Basin Bulten 10 Kasim 2017 – 18

Misafirimiz Begüm Ertuğrul’dan Teşekkür Mesajı

Geçen sene Toronto’ya gelişimin henüz 4.ayında, Sunay Akın’ın gösterisi için Isabel Bader
Theatre kapısına kadar gitmiş ancak içerisi dolduğundan girememiştim. Bu sene önlemimi aldım ve
başlamasından 45 dakika önce gösterinin gerçekleşeceği yere vardım. Hatta geç bile kalmış olduğumu
şaşırarak gördüm çünkü koltukların neredeyse tamamı dolmak üzereydi. Her defasında bu kadar ilgi
gören şey neydi? Merakla beklemeye koyuldum.
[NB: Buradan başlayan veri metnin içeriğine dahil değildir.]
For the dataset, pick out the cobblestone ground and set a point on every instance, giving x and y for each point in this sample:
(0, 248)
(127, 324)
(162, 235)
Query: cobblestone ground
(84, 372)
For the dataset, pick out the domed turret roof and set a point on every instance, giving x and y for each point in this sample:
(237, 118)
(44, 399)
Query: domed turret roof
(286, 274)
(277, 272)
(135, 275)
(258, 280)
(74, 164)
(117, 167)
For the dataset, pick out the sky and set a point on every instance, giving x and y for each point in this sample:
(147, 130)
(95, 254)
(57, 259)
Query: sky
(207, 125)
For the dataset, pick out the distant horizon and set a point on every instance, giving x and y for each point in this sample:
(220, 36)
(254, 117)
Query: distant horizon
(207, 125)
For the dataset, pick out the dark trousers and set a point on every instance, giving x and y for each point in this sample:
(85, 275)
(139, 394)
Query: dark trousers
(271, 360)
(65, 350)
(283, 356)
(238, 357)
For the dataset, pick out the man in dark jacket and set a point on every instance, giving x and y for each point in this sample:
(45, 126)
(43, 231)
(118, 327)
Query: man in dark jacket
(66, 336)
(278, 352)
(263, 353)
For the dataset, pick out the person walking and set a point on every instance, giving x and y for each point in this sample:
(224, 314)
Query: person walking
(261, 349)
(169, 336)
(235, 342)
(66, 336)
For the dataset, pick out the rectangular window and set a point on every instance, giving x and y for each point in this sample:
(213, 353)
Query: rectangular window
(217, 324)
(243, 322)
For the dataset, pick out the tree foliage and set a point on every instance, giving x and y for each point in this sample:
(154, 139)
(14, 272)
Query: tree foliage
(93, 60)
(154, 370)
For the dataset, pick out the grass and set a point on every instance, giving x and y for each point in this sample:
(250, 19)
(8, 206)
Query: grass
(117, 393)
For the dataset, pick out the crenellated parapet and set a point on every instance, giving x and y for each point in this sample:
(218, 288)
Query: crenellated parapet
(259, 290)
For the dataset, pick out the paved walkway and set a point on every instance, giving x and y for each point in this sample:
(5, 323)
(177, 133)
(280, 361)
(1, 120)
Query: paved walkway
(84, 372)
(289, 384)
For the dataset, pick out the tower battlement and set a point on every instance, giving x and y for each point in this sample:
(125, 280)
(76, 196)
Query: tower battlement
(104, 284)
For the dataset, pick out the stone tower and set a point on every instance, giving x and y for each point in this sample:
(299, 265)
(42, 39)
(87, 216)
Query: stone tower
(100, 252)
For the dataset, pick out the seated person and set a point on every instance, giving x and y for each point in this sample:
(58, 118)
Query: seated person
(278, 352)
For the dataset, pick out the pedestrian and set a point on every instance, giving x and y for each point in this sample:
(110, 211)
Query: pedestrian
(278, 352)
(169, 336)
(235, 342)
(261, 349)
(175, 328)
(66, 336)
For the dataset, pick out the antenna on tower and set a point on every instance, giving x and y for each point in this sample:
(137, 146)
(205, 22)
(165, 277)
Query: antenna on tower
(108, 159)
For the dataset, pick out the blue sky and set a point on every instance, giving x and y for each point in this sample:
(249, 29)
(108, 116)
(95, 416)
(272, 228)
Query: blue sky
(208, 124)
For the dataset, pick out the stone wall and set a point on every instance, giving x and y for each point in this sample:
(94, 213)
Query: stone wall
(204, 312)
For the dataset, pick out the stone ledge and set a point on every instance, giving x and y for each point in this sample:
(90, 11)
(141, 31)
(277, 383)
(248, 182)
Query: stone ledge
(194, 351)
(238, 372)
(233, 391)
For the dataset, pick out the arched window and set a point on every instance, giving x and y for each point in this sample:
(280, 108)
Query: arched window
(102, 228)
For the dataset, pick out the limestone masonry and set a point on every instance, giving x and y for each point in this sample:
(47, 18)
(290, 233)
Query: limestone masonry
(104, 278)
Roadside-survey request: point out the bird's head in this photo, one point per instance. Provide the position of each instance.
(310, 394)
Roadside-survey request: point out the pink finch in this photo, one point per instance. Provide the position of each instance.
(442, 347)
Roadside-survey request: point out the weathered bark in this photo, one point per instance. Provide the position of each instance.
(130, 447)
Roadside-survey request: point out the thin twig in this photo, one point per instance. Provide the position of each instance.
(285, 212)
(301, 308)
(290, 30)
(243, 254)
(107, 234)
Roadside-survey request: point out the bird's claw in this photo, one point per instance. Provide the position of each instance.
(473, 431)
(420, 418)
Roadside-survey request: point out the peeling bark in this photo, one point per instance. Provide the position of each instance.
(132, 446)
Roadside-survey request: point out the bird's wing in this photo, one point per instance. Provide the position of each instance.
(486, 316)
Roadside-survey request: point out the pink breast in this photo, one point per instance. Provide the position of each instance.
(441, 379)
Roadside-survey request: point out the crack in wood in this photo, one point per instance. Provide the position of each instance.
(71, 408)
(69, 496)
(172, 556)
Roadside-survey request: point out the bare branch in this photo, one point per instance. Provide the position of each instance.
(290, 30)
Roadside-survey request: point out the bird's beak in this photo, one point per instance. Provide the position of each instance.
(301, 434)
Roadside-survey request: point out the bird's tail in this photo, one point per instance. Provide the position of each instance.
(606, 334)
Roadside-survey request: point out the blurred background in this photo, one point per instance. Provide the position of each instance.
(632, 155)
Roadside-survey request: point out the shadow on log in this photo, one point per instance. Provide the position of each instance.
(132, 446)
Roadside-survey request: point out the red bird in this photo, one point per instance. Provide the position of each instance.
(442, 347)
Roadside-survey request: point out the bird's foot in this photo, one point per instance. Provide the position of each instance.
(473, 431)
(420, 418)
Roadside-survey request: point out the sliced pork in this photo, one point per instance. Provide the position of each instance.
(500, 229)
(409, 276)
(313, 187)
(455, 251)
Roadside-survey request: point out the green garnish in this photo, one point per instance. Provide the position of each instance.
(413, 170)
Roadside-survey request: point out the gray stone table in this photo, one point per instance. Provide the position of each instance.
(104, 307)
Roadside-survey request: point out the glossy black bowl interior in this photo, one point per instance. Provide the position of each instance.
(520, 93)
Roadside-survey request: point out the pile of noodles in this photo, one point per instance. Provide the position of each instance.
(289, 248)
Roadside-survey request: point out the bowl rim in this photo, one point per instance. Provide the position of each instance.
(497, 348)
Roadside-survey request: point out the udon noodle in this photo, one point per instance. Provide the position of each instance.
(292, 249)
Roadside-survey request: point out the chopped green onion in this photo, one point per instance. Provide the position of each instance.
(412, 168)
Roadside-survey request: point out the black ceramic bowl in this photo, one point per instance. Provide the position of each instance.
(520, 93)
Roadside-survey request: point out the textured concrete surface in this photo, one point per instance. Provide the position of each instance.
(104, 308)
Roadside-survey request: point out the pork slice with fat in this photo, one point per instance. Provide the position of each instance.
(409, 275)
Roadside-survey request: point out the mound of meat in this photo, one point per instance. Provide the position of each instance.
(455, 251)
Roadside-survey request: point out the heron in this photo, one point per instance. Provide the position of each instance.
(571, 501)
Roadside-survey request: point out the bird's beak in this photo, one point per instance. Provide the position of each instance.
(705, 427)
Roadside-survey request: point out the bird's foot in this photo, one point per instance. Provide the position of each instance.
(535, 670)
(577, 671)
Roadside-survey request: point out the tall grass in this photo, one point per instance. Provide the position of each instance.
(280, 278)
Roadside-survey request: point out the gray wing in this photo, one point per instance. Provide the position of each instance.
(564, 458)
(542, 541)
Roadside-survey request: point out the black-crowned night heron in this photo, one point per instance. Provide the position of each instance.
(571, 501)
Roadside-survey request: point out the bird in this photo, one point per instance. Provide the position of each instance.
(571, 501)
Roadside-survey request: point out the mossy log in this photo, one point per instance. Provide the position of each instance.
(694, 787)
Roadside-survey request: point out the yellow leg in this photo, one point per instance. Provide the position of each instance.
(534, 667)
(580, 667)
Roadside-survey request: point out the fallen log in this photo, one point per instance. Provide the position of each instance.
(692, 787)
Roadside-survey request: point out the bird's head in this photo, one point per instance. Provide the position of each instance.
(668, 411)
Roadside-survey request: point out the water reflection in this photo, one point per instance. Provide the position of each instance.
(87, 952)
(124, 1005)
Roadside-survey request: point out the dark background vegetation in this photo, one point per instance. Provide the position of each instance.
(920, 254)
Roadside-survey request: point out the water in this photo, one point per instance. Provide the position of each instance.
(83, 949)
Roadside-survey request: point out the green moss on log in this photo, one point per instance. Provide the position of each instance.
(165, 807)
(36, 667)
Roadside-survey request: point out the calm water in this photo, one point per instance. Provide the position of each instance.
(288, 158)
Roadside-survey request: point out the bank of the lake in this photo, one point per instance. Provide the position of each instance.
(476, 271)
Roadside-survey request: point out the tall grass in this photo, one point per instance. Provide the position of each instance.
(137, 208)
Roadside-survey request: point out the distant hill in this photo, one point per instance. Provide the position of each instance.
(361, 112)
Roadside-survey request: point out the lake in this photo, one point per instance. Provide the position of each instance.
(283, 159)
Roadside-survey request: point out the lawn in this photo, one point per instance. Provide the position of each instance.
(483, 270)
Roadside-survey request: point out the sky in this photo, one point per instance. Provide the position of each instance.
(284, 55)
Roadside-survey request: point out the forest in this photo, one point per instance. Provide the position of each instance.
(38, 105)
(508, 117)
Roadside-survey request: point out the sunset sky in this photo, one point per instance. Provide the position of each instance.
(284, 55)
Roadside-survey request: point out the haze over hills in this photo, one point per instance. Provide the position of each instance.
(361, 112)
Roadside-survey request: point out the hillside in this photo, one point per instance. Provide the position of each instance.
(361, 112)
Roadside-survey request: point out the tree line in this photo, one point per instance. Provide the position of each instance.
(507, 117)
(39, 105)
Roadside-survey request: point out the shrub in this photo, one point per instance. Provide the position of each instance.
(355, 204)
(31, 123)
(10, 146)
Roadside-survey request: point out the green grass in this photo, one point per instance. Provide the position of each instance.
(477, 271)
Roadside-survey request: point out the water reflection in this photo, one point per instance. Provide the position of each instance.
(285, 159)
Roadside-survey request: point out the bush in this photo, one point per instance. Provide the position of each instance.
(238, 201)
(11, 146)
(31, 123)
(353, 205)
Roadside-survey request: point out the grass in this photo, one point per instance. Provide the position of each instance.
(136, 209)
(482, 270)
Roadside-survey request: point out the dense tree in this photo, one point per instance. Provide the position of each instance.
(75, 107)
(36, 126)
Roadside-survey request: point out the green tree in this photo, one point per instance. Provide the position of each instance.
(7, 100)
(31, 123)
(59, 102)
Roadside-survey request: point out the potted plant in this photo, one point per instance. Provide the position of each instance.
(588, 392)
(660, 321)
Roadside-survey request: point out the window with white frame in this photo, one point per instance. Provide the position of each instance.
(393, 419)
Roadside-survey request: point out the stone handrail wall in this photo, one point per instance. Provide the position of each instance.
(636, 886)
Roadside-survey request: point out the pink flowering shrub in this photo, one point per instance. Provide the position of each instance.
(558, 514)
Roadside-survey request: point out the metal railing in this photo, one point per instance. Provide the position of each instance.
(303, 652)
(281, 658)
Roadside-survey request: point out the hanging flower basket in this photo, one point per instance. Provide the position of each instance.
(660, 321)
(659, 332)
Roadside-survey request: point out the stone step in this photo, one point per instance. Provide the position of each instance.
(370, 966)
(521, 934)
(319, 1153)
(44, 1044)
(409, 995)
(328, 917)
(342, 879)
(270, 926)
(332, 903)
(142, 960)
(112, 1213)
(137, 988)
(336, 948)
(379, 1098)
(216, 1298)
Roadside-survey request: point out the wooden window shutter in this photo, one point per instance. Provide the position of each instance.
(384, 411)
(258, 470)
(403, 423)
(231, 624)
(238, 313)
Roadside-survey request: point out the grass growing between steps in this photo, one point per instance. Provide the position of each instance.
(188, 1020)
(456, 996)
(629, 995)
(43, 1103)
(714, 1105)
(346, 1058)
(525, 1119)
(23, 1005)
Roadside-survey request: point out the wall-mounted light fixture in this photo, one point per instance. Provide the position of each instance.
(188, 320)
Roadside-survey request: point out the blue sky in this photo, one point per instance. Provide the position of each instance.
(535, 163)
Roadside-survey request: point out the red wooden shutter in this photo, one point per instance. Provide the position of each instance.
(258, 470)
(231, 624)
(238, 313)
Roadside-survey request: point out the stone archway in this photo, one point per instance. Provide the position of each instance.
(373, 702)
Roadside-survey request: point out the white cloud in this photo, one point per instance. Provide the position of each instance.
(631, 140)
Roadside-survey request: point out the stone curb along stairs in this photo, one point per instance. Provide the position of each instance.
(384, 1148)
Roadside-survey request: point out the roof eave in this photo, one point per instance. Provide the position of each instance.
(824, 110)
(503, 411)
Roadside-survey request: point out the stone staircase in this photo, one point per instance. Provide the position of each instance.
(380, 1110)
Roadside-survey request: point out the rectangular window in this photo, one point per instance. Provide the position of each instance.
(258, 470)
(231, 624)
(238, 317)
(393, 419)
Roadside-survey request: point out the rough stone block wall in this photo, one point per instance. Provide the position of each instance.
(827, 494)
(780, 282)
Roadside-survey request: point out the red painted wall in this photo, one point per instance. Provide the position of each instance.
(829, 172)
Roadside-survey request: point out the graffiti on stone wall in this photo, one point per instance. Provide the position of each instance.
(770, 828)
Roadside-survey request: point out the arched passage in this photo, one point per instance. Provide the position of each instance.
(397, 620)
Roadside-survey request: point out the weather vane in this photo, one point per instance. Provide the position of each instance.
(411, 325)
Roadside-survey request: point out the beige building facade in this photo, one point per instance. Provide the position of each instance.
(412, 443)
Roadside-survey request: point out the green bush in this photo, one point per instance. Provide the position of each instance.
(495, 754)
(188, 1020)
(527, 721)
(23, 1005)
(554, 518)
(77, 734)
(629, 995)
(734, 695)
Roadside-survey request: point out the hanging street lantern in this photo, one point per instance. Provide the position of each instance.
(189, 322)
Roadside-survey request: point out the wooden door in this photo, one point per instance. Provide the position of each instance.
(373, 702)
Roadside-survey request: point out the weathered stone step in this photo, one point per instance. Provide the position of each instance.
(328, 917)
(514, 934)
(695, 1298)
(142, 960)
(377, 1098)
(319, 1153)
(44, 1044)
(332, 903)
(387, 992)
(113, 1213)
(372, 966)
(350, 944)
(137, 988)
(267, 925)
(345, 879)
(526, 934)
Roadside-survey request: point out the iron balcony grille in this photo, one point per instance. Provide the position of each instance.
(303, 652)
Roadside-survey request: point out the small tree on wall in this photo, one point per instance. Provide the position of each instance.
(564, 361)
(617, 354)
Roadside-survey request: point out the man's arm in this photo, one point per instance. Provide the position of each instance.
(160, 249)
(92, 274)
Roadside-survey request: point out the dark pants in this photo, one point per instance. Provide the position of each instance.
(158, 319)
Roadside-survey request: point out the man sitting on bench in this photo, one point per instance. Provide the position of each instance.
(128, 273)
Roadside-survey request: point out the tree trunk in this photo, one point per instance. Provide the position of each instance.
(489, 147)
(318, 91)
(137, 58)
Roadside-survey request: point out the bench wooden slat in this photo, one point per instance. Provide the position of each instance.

İstiklal marşı ardından saygı duruşu ile Atatürk ve Çanakkale şehitlerimizi andığımız güzel bir
açılış izledik. Kilometrelerce uzakta yeniden yurdumda gibi hissettim bir an, hep birlikteydik ve aynı
türküleri geçmişimizin ortak acılarını ve anılarını birlikte yad ediyorduk. Sonrasında ise Sunay Akın’ın
sahneye çıkması ile birlikte duygularım başka bir noktaya taşındı. Türkiye’den binlerce kilometre
uzakta bize bizi anlattı, öyle ki başka bir ülkede hepimiz kendimizi yeniden tanımaya çalışırken kim
olduğumuzu hatırladık. Anlatmak ile anlattığın şeyle yüreğe dokunmak ayrı bir şey olsa gerek…
Yüreklerimize dokundu… İlk milli bisiklet sürücümüz Cavit Cav’ın ölümünde bile topluma ne denli
katkı sağlayarak hayata veda ettiğini, Kanuni Sultan Süleyman’ın ve ne denli çağının ötesinde
kanunlar koyduğunu ve “Kanuni” ismini aldığını, Muhsin Ertuğrul’u, Atilla İlhan’ı dinledik.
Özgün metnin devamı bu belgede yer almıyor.